Explorer supports creating a subset of dataframe rows:
df = Explorer.DataFrame.new(a: ["a", "b", "c"], b: [1, 2, 3])
Explorer.DataFrame.filter(df, Explorer.Series.greater(df["b"], 1))
#Explorer.DataFrame<
Polars[2 x 2]
a string ["b", "c"]
b integer [2, 3]
>
And it supports multiple filters:
df = Explorer.DataFrame.new(a: ["a", "b", "c"], b: [1, 2, 3])
b_gt = Explorer.Series.greater(df["b"], 1)
a_eq = Explorer.Series.equal(df["a"], "b")
Explorer.DataFrame.filter(df, Explorer.Series.and(a_eq, b_gt))
#Explorer.DataFrame<
Polars[1 x 2]
a string ["b"]
b integer [2]
>
With that in mind, is there a simple way to subset where a column takes any one of several values, i.e.:
df = Explorer.DataFrame.new(a: ["a", "b", "c"], b: [1, 2, 3])

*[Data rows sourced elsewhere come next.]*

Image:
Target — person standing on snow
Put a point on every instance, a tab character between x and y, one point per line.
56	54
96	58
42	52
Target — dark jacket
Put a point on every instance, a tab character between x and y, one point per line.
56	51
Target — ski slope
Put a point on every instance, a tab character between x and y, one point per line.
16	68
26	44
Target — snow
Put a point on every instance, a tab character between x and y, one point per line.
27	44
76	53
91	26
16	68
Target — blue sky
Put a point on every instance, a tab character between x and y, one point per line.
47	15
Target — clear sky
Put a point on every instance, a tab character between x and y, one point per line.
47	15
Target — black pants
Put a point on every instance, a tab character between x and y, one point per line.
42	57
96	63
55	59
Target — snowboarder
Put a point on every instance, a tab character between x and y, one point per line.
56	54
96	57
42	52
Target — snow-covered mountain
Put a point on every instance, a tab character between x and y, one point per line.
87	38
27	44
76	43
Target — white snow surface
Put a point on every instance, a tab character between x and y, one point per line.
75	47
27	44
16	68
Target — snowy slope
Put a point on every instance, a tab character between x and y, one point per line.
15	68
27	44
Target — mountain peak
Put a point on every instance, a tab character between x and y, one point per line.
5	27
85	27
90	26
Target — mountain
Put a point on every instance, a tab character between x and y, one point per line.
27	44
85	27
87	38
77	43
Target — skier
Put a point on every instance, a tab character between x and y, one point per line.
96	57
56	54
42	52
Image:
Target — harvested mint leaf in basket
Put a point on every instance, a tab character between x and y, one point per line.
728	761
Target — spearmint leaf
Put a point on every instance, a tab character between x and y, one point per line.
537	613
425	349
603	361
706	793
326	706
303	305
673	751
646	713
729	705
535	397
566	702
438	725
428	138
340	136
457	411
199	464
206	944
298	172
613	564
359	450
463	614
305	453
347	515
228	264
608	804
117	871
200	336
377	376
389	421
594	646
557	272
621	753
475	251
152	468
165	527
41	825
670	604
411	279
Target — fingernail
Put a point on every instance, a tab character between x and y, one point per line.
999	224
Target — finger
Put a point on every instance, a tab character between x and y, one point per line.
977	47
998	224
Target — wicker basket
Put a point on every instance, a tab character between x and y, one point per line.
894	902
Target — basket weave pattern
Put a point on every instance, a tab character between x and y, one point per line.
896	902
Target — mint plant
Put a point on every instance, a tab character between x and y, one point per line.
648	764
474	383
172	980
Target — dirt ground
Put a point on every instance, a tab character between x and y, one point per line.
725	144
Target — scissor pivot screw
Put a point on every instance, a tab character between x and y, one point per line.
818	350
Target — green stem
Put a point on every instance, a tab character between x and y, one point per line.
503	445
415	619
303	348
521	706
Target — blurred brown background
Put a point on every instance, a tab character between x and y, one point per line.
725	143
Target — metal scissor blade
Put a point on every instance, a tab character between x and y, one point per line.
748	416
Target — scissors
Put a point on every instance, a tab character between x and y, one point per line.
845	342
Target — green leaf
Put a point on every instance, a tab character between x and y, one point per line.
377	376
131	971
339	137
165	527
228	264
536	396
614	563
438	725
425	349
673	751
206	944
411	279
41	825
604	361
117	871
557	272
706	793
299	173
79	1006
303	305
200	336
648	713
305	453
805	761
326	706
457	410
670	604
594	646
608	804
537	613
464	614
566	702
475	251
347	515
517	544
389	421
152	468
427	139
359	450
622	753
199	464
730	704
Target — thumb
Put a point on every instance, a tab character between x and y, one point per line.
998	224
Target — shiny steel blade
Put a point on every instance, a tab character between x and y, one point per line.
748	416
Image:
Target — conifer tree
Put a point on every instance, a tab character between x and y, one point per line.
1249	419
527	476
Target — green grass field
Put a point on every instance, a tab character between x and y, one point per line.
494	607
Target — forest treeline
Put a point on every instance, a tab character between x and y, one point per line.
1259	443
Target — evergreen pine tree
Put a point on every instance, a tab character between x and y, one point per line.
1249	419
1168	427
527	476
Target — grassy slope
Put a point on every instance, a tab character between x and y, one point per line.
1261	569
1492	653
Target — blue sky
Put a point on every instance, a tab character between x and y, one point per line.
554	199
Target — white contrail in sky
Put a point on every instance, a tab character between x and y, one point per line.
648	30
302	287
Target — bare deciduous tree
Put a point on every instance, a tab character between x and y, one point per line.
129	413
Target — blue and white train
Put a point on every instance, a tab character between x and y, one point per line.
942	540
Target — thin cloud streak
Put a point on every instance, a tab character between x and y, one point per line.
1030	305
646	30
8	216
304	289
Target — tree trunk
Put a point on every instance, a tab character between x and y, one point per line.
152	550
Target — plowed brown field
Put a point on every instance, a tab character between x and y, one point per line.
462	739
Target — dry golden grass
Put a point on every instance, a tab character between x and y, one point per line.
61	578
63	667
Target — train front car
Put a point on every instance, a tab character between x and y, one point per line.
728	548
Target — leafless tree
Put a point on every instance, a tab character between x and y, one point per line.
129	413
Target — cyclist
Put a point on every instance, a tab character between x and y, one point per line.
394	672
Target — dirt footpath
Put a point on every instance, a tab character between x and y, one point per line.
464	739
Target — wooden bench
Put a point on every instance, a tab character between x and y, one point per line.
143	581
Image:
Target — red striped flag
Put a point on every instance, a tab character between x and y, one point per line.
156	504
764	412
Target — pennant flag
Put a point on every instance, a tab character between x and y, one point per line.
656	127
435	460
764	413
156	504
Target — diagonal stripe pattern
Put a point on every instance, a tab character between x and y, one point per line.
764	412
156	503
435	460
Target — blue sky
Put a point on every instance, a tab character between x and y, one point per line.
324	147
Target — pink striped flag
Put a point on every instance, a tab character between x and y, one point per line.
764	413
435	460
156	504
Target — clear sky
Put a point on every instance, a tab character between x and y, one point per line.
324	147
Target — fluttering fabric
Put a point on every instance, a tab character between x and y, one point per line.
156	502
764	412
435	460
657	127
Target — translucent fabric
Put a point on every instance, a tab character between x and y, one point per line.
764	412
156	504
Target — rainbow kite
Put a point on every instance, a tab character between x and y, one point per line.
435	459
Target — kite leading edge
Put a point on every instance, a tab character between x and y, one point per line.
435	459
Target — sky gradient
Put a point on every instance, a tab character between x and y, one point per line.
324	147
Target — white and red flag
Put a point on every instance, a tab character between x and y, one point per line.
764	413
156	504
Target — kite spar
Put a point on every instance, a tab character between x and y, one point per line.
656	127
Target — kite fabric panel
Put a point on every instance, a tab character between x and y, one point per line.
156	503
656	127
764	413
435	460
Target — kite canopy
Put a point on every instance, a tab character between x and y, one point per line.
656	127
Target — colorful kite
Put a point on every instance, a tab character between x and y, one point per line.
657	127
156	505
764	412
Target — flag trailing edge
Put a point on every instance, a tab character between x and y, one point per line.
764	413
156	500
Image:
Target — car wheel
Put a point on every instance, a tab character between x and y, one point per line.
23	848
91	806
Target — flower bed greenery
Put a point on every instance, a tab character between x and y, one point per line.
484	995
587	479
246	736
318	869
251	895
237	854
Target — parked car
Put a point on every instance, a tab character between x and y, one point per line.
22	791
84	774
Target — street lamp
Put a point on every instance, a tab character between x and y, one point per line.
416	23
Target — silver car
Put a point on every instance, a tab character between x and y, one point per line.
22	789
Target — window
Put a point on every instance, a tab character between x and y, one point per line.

Explorer.DataFrame.filter(df, Explorer.Series.in(df["b"], [1, 2]))
#Explorer.DataFrame<
Polars[2 x 2]
a string ["a", "b"]
b integer [1, 2]
>
I think you could do this by chaining a bunch of Series.equal\2
and Series.or\2
calls, but at some point that is pretty tedious.